Overwrite or create path with content.

Optional:

permissions - chmod bits (e.g. 0o644) user - chown to given username (requires privilege)

Async interface for creating scoped StorageClient instances.

A connector encapsulates whatever is needed to reach a given storage backend (local path, S3 bucket, in-memory store…).
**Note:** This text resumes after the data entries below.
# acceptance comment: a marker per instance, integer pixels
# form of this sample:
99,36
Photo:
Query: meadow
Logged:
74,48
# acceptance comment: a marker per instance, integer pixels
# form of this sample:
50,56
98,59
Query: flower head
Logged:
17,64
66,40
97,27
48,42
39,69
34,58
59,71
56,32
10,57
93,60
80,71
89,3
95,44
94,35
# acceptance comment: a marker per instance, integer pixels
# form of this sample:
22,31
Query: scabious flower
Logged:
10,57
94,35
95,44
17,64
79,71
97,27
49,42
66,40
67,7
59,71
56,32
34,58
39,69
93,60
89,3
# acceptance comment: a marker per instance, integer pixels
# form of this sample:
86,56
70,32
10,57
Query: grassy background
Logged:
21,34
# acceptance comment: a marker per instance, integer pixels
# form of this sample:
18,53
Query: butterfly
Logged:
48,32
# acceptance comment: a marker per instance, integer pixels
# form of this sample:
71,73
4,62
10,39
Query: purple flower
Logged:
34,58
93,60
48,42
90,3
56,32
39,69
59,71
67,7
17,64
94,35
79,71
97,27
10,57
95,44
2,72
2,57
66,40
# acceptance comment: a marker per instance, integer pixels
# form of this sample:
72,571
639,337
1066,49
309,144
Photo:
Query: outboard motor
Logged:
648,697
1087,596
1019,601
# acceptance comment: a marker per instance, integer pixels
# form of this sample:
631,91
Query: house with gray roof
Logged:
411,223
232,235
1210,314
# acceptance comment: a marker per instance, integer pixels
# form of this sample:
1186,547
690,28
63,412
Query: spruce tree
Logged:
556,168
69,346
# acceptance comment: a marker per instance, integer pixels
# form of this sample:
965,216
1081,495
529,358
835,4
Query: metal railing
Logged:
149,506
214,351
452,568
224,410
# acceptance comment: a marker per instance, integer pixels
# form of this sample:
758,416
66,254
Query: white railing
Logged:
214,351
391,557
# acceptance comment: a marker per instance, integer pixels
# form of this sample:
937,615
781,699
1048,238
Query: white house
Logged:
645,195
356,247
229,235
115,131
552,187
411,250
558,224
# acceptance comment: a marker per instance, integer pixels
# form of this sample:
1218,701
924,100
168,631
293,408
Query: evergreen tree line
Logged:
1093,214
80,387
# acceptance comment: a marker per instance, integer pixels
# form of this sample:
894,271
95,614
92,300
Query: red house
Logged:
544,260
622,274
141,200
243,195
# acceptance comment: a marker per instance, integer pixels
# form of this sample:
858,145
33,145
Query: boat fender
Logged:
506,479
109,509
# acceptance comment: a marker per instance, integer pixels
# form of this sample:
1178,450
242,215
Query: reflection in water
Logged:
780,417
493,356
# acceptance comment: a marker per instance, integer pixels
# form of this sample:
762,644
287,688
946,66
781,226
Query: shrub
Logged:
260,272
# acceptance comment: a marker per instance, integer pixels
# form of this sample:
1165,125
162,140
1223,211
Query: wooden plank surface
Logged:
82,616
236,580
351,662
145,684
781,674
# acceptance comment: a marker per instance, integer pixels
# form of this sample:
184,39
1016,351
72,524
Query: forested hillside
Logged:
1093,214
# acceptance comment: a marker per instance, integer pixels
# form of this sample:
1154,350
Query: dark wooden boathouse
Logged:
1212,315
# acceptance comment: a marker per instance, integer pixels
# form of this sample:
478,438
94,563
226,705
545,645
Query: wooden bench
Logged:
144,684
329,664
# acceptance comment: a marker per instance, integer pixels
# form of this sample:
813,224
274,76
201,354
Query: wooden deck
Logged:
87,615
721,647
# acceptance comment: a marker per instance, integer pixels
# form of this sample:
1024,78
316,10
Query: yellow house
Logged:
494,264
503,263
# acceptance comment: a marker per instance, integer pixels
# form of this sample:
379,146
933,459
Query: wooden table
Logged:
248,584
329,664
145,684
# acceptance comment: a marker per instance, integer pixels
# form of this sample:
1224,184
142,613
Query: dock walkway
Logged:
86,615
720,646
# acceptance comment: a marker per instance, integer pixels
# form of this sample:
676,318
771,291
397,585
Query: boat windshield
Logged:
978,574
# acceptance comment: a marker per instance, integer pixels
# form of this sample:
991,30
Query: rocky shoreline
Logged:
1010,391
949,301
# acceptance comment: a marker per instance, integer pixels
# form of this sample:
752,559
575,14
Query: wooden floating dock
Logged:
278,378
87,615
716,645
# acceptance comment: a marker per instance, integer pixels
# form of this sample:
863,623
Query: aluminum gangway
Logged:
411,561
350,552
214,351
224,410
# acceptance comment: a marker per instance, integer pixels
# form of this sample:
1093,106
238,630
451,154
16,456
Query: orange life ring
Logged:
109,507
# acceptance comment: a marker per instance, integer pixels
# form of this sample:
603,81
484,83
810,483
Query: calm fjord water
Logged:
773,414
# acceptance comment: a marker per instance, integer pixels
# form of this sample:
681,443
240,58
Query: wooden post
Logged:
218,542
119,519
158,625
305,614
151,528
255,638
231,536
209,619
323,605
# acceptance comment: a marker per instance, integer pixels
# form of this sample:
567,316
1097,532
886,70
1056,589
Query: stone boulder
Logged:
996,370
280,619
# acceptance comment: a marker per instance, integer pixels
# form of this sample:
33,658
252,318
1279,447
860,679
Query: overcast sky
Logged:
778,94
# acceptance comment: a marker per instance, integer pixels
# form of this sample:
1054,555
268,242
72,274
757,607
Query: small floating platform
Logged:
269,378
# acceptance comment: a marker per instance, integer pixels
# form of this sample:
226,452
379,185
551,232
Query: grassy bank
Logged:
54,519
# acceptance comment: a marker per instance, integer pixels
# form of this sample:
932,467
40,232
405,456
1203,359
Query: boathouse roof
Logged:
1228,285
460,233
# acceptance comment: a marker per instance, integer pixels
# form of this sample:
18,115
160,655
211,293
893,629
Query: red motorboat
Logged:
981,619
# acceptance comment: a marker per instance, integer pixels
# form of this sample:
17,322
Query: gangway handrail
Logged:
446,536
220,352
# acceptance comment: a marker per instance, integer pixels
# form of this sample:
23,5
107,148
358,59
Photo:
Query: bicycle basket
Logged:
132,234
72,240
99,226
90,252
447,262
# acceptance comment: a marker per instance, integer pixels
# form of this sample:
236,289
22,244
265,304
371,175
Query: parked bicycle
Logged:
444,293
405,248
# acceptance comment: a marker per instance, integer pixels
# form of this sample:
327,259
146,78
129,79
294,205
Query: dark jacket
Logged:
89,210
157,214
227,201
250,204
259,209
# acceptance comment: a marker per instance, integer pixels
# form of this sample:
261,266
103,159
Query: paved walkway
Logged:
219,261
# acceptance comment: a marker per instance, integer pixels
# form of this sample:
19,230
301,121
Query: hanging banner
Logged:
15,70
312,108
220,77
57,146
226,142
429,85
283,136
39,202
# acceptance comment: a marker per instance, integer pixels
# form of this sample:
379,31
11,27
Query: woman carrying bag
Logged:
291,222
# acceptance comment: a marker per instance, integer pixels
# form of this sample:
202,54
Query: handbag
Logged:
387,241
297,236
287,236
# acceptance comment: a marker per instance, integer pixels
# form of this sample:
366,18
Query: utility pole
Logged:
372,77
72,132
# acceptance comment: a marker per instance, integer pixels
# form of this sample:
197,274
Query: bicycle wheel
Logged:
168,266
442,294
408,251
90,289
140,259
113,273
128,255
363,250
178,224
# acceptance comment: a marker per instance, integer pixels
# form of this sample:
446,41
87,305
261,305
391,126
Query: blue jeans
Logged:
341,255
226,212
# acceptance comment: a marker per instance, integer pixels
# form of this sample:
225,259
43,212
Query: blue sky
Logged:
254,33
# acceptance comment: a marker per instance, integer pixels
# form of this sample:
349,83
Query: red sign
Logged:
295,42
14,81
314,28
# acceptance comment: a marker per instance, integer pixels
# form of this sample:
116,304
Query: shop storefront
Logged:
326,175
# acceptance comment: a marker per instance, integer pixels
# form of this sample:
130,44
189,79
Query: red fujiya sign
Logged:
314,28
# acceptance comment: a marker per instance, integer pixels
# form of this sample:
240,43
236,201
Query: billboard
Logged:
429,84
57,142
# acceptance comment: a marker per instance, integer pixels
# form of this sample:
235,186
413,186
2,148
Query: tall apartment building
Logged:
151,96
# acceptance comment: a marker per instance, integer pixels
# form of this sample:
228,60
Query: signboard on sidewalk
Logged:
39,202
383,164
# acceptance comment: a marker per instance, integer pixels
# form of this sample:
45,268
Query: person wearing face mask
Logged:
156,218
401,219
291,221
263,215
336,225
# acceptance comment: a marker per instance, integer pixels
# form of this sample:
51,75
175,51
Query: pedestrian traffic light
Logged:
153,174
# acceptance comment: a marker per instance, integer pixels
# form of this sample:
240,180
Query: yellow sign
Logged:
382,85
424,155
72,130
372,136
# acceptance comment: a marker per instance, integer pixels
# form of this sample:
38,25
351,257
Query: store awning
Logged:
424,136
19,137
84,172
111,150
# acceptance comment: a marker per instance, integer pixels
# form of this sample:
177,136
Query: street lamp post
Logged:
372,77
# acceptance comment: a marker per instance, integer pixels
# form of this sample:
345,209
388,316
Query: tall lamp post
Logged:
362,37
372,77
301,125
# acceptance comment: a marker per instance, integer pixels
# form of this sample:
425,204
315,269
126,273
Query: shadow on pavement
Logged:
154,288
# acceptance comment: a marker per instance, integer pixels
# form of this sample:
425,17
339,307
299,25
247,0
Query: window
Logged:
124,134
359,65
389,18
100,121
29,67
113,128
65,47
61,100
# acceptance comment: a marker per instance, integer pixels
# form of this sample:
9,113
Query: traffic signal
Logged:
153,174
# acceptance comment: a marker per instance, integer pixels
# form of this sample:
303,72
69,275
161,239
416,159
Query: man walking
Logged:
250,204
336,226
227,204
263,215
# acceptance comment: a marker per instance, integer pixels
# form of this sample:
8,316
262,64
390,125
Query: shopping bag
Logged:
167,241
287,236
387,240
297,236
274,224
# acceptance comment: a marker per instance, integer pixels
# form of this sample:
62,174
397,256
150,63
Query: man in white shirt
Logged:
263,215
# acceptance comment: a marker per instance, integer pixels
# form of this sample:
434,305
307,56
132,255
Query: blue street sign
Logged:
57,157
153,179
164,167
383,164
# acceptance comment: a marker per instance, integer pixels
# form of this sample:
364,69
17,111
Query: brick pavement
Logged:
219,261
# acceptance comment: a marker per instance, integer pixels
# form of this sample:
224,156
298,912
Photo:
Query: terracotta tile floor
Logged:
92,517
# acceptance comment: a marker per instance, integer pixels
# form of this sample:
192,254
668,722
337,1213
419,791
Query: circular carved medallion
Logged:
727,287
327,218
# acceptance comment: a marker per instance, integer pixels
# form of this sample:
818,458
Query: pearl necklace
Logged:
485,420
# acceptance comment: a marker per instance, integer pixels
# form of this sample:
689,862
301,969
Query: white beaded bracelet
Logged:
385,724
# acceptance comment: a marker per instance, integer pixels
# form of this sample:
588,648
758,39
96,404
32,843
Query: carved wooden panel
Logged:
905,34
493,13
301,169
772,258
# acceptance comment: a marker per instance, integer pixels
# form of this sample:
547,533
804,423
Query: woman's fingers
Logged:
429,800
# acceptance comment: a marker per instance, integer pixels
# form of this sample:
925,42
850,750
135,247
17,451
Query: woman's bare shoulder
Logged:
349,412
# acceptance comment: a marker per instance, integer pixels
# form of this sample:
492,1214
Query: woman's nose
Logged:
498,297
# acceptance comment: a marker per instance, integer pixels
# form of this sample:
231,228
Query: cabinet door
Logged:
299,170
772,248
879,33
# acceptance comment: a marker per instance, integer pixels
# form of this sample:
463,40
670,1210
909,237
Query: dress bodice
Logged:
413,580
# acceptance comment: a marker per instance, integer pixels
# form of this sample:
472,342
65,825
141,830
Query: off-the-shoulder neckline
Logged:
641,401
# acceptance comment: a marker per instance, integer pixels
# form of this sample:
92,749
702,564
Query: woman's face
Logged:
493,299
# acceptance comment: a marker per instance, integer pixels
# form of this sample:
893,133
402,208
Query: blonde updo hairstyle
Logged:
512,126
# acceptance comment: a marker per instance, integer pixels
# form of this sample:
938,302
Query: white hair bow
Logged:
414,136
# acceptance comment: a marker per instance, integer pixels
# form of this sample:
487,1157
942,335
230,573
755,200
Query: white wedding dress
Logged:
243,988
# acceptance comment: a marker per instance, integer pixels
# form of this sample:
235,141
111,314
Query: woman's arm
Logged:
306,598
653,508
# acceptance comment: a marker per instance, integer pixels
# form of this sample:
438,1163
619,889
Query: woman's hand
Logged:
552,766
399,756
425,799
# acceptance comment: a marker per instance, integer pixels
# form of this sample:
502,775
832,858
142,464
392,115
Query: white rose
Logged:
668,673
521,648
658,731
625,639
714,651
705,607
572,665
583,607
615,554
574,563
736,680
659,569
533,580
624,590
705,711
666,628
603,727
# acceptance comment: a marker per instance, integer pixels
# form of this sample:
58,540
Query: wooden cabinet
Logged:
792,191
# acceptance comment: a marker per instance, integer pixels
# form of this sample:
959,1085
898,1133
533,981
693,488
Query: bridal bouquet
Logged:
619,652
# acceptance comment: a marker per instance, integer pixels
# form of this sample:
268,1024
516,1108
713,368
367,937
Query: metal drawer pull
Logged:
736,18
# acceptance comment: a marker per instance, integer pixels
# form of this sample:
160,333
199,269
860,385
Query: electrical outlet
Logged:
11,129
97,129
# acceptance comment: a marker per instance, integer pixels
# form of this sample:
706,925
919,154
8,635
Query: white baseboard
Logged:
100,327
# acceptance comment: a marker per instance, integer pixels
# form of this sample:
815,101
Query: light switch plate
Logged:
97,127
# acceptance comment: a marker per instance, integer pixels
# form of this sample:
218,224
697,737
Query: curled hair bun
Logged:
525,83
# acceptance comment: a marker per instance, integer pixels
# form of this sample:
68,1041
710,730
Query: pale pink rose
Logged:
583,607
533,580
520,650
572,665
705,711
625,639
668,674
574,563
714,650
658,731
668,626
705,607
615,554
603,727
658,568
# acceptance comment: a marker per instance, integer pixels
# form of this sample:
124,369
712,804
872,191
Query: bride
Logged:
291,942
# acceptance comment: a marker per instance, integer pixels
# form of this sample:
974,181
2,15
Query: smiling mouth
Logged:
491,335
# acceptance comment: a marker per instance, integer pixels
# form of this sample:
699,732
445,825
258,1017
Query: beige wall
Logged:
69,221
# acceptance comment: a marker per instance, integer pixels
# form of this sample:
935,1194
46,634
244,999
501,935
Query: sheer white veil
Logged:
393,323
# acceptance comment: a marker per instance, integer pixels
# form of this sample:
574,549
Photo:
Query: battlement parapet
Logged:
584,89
Implementations must: - Verify the backend is reachable (verify_connection) - Verify the caller has access rights (verify_access) - Produce a ready-to-use StorageClient (connect) All three operations are coroutines so event-loop callers remain non-blocking.

class darca_storage.interfaces.storage_connector.StorageConnector

Abstract contract for connecting to any storage backend.

Concrete implementations typically carry configuration (e.g. base_path for local disk, bucket + credentials for S3) and perform lightweight health checks before handing back a StorageClient.

abstractmethod async connect() → LocalFileBackend

Return a SCOPED FileBackend instance, ready for use.

Raises:

• RuntimeError - backend not reachable –

• PermissionError - access denied –

Implementations MUST wrap raw backends with ScopedFileBackend (or equivalent) to enforce path confinement and prevent directory escape.

abstractmethod async verify_access(*, user: str | None = None, permissions: int | None = None) → bool

Verify caller can create, write, and delete inside the backend root.

Parameters:

• user – POSIX username to test chown operations (optional)

• permissions – chmod bits to test permission propagation (optional)

abstractmethod async verify_connection() → bool

Lightweight check: does the backend exist / respond?

Examples

• Local path exists

• S3 bucket HeadBucket succeeds

class darca_storage.interfaces.credential_aware.CredentialAware

Interface for backends or connectors that accept runtime credentials.

Implementations may use credentials for authentication, authorization, token exchange, scoped access, or other runtime configuration.

abstractmethod inject_credentials(credentials: Dict[str, str]) → None

Provide credential material to the backend or connector.

Parameters:

credentials (dict) – Key-value credential map

---

Exceptions

exception darca_storage.exceptions.StorageClientPathViolation(attempted_path: str, base_path: str)

Bases: DarcaException

Raised when a requested path escapes the storage client’s base boundary.